A 68-year-old man, with a past history of cardiac disease, diabetes, hypertension, an MI six years prior, and prostate cancer two years prior (with radical prostatectomy, radiation and chemotherapy) saw his PCP of 20 years for a routine check-up. His physician noted that the patient “was fairly up-to-date, screening wise, but should have a colonoscopy sometime.” He had never had one, and the PCP intended to discuss this with him when he saw him for a more complete exam. Six months later, the patient returned to the PCP for a full physical, however, a discussion of a screening colonoscopy did not occur and no occult blood testing was done.
A year later, the patient presented to the emergency department complaining of epigastric pain for the prior three days. He was discharged, but returned the next morning with the same complaint. An abdominal and gall bladder ultrasound revealed a large gallstone. A GI cocktail was given and the patient’s symptoms resolved and he was discharged home.
Four days later the patient followed up with his PCP, again complaining of epigastric pain and reporting a 25-pound weight loss. No change in bowel habits or blood in his stool were noted. The PCP diagnosed the patient with peptic ulcer disease and prescribed Nexium. A month later, an upper GI was negative for an ulcer or mass.

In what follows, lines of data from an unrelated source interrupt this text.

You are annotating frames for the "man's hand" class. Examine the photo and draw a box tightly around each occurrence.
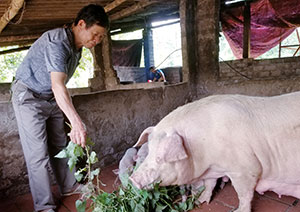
[51,72,86,147]
[68,122,86,147]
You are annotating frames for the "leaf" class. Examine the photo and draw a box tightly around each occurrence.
[75,200,86,212]
[54,149,68,158]
[90,168,100,180]
[74,171,83,182]
[134,204,145,212]
[68,158,77,171]
[87,151,98,164]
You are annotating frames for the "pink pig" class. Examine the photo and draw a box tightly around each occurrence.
[130,92,300,212]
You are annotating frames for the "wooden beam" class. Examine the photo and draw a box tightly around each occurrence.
[0,0,24,33]
[104,0,128,12]
[109,0,157,21]
[0,34,41,43]
[243,1,251,58]
[0,46,30,55]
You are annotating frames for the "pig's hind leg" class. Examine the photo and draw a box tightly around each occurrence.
[198,179,217,204]
[230,173,258,212]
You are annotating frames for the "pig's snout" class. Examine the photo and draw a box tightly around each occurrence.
[129,176,142,189]
[129,169,158,189]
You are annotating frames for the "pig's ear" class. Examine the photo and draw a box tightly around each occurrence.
[158,133,188,162]
[133,127,154,147]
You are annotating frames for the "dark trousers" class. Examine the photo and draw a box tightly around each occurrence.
[12,81,76,211]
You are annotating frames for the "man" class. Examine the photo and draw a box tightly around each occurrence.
[150,66,166,82]
[12,4,109,212]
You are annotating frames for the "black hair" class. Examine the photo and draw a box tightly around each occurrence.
[74,4,109,29]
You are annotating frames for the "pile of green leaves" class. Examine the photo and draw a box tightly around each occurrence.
[56,139,204,212]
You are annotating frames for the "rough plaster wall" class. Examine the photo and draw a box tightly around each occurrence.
[0,83,190,199]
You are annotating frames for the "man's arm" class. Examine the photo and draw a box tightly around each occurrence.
[158,71,166,82]
[51,72,86,147]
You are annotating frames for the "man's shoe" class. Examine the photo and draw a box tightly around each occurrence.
[39,208,55,212]
[62,183,84,197]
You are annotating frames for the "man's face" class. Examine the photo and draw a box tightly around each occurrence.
[80,20,107,49]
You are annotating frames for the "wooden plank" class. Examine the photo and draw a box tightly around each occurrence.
[109,1,158,21]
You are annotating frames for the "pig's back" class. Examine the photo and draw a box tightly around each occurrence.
[158,92,300,182]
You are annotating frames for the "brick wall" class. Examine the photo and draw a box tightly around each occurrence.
[219,57,300,81]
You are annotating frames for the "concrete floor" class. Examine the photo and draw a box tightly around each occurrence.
[0,165,300,212]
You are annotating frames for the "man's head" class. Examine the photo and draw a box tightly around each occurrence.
[74,4,109,30]
[150,66,156,73]
[73,4,109,49]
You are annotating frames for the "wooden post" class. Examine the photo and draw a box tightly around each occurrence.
[243,1,251,58]
[0,0,24,33]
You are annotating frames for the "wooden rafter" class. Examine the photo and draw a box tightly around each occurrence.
[104,0,128,12]
[110,0,157,21]
[0,0,24,33]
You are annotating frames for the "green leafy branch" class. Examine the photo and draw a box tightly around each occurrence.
[56,123,204,212]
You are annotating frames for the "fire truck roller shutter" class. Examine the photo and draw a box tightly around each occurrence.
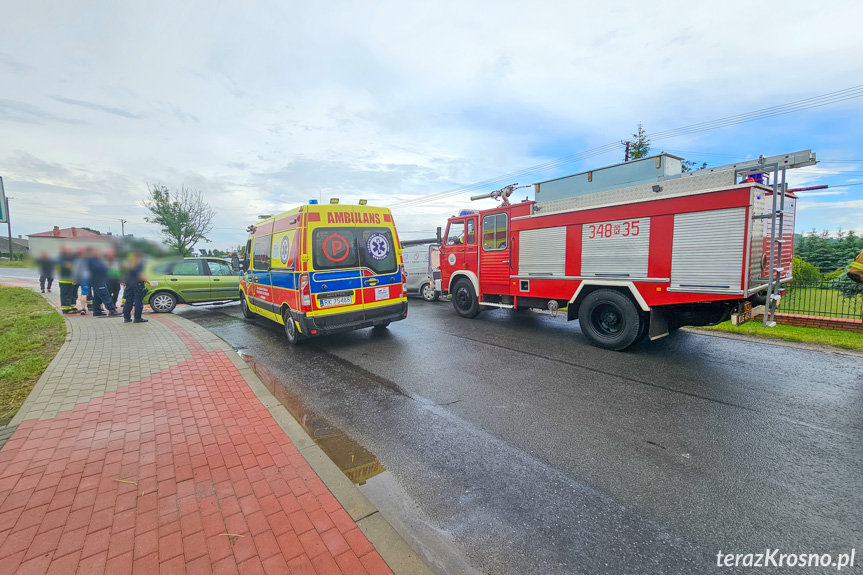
[518,226,566,276]
[671,207,747,292]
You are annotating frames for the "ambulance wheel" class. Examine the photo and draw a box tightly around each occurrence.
[578,289,644,351]
[420,282,440,301]
[240,295,255,319]
[452,279,480,318]
[150,291,177,313]
[282,310,301,345]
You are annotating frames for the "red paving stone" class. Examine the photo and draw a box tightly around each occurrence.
[0,316,391,575]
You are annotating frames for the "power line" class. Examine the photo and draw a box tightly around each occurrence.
[391,84,863,209]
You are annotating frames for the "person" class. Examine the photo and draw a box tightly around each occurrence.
[36,252,54,293]
[123,251,149,323]
[105,248,123,307]
[57,244,78,313]
[74,246,95,315]
[87,248,120,317]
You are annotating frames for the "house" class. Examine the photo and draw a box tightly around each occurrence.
[27,226,117,258]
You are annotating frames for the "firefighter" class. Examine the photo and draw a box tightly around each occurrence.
[57,245,78,313]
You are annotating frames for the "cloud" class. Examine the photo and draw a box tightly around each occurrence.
[52,96,143,120]
[0,98,84,124]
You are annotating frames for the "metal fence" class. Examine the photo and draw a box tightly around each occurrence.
[776,277,863,321]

After another six months, the patient called his PCP with complaints of crampy abdominal pain and bloody stools. The PCP referred the patient to the emergency department to rule out a GI bleed. In the emergency department, the patient reported lower abdominal symptoms for the past three weeks with the first incidence of bright red blood nine days prior. A colonoscopy was done and found to be positive for colon cancer. Subsequent testing revealed metastasis to the liver. The patient died three years later from his disease.